Please submit 5 additional animal constructions.

When finished, reply to this critique with your revisions.
2:21 AM, Sunday December 27th 2020

https://imgur.com/a/paWOk4W

Thank you!

Here are five additional pages. Still plenty of mistakes, but I tried to be conscious of the things you mentioned. I think one reason I was doubling up on leg lines was that I was still thinking of them as ellipses instead of sausages, leading me to draw through them.

5:49 PM, Monday December 28th 2020

Much better! Overall you're showing far more thought towards how the additional masses interact with the existing structure, and how they all fit together. As a whole your constructions feel more solid and three dimensional. I have just two small recommendations.

First, when it comes to the mass along the animals' backs, you often opt to use a larger mass that stretches from the rear to the base of the neck. Sometimes this is appropriate, but often times it smooths over a lot of the more subtle, nuanced layering of forms we can achieve by breaking it into a few different masses (one over the back near the shoulders, one on the hips, another between, etc). Opting to have each individual mass do just one specific job, representing on specific area of musculature, can help achieve more complexity in your structure while maintaining its overall illusion of solidity.
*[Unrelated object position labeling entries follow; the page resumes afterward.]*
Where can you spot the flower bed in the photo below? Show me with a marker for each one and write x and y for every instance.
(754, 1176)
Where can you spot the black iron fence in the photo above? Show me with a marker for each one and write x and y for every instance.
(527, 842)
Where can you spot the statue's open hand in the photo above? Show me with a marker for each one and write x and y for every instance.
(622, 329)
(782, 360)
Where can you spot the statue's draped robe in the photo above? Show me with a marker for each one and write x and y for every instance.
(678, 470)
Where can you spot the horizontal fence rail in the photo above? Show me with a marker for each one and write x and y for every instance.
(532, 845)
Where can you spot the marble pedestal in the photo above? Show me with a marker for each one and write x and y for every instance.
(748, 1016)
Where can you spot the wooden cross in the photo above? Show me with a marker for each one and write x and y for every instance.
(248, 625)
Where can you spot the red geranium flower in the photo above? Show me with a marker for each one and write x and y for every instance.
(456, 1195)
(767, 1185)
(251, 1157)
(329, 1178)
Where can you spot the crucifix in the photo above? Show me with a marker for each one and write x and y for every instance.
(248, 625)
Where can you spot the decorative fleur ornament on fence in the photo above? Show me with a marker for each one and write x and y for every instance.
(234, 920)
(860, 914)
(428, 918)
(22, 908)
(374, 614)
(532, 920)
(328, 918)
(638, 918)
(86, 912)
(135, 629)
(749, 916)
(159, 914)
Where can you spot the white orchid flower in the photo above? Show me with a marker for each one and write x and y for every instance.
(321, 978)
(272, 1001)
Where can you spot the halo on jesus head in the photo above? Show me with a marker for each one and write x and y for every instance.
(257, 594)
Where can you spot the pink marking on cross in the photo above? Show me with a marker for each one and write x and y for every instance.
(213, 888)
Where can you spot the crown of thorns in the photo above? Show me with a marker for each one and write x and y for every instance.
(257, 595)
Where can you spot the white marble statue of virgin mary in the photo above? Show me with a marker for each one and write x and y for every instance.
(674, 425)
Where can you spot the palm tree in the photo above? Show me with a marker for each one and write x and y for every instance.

Secondly, you have a tendency to oversimplify your feet. Remember that construction is all about building up complexity in successive stages. Always think about the fact that you're trying to convey information about what you're drawing to the viewer - if you leave the feet as simple blobs, then there's information there that is not being conveyed. If, as is often the case, the feet are missing from a reference image, don't be afraid to grab another to fill in the gaps.

Anyway, I'll go ahead and mark this lesson as complete.

Next Steps:

Move onto the 250 cylinder challenge, which is a prerequisite for lesson 6.

This critique marks this lesson as complete.